OPTION DYNALLOC tells DFSORT that it may dynamically allocate sortwork datasets—temporary work files used during the sort or merge. Instead of you coding SORTWK01, SORTWK02, … in JCL, DFSORT asks the system (MVS) to create and allocate work datasets as needed. That is useful when the amount of work space is variable or when you want to avoid maintaining a long list of SORTWK DD statements. This page explains what DYNALLOC does, when to use it, how it interacts with SORTWK and FILSZ, and typical syntax.
During a sort or merge, DFSORT needs work space—temporary datasets—to hold data between phases. You can supply that space by defining SORTWK01, SORTWK02, … in your JCL. Alternatively, if your installation allows it, DFSORT can request that the system create and allocate those datasets at run time. That run-time creation is called dynamic allocation. OPTION DYNALLOC enables this: DFSORT may allocate additional work datasets (or, depending on installation, use only dynamically allocated work) instead of relying solely on the SORTWK DDs you provide.
The trade-off is that you give up explicit control over where the work datasets go (volume, storage group). Some shops require sortwork on specific devices; in those cases they use explicit SORTWK DDs instead of or in addition to DYNALLOC.
You code OPTION DYNALLOC in SYSIN. Exact syntax can vary by DFSORT version and installation. Common forms:
12OPTION DYNALLOC,FILSZ=E5000000 SORT FIELDS=(1,80,CH,A)
Providing FILSZ along with DYNALLOC helps DFSORT decide how much space to request; without a good estimate, it may under-allocate (risk of ICE046A, ICE083A, SB37-04) or over-allocate. See the FILSZ estimation tutorial for details.

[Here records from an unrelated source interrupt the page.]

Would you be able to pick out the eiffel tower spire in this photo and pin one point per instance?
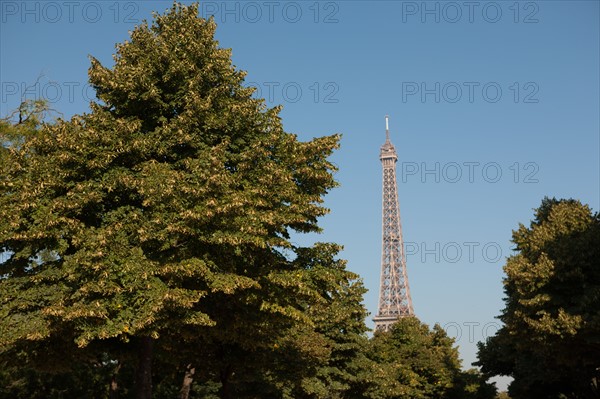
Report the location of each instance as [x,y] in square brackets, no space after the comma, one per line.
[394,293]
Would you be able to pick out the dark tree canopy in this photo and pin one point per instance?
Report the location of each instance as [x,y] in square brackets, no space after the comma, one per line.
[165,212]
[550,343]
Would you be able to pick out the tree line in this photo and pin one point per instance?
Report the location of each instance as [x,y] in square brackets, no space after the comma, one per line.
[146,252]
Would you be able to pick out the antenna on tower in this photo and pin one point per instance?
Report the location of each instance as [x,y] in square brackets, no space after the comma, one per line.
[387,128]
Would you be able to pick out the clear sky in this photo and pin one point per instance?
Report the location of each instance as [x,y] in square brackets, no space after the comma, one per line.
[493,105]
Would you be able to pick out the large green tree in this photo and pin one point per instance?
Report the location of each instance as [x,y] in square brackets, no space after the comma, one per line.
[163,216]
[412,361]
[550,341]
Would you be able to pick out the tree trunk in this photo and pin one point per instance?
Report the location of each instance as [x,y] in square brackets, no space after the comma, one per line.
[113,388]
[143,373]
[225,374]
[188,378]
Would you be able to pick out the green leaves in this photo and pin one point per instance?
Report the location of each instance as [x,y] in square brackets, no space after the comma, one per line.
[552,304]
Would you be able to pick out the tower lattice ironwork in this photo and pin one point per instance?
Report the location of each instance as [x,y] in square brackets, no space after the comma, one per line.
[394,293]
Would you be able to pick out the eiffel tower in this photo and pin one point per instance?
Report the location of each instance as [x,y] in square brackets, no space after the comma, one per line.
[394,293]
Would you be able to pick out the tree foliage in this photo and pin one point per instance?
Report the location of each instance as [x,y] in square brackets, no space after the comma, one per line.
[165,212]
[412,361]
[550,342]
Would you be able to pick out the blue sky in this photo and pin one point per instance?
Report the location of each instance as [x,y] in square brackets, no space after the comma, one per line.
[493,105]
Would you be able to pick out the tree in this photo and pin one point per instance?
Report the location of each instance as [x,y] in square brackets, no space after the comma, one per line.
[163,216]
[550,340]
[412,361]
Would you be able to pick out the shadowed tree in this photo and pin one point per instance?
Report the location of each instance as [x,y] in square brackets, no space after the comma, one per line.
[163,216]
[550,342]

| Aspect | DYNALLOC | Explicit SORTWK DDs |
|---|---|---|
| Who allocates | DFSORT requests; system allocates at run time | You define SORTWK01, SORTWK02, … in JCL |
| Control over location | Usually system default volumes/storage | You choose volume, unit, storage group |
| JCL maintenance | Minimal; no SORTWK DDs needed | Must size and maintain SORTWKnn |
| When size varies | DFSORT can request more or less via FILSZ | Must size for worst case or use many DDs |
If you code both SORTWK DDs and OPTION DYNALLOC, behavior depends on your installation. Some installations use a option such as DYNAUTO=IGNWKDD: in that case, DFSORT may ignore your SORTWK DDs and use only dynamically allocated work. Others may use your SORTWK datasets first and then allocate more dynamically if needed. Check your site’s DFSORT installation guide to see how SORTWK and DYNALLOC interact so you can design JCL and options correctly.
DFSORT’s shipped default for the number of dynamically allocated work datasets is often a small number (e.g. 4). For large sorts, that may not be enough; you may need to specify a larger number via DYNALLOC=(,n) or equivalent, or provide explicit SORTWK DDs. Your installation may have overridden the default; refer to local documentation or your systems programmer.
FILSZ gives DFSORT an estimate of input (or total) size so it can plan how much sortwork to request. With DYNALLOC, a good FILSZ is important so that the dynamically allocated datasets are sufficient. SIZE (or MOSIZE) controls how much memory DFSORT uses; that can affect how much data is kept in memory versus written to sortwork, and thus how many work datasets are needed. So for reliable DYNALLOC behavior, combine it with a realistic FILSZ and appropriate SIZE when tuning.
JOINKEYS steps run internal sort/merge tasks that also need sortwork. DYNALLOC and size-related options may need to be specified in the control DD used by the join (e.g. JNF1CNTL), not only in the main SYSIN, depending on your DFSORT release. See the JOINKEYS performance tuning tutorial and your product documentation for where to specify DYNALLOC and FILSZ in JOINKEYS.
When you sort cards, you need extra tables to put piles on. You can either bring your own tables (SORTWK in JCL) or tell the teacher “get me as many tables as I need” (DYNALLOC). DYNALLOC means the teacher gets the tables for you when you need them, so you don’t have to bring a fixed number. You still have to say roughly how many cards you have (FILSZ) so they bring enough tables!
1. What does OPTION DYNALLOC do in DFSORT?
2. When might you prefer DYNALLOC over coding SORTWK DDs in JCL?
3. Can you use both SORTWK DDs and DYNALLOC together?
4. What can influence how much space DYNALLOC allocates?
5. Why might a shop still use explicit SORTWK DDs instead of DYNALLOC?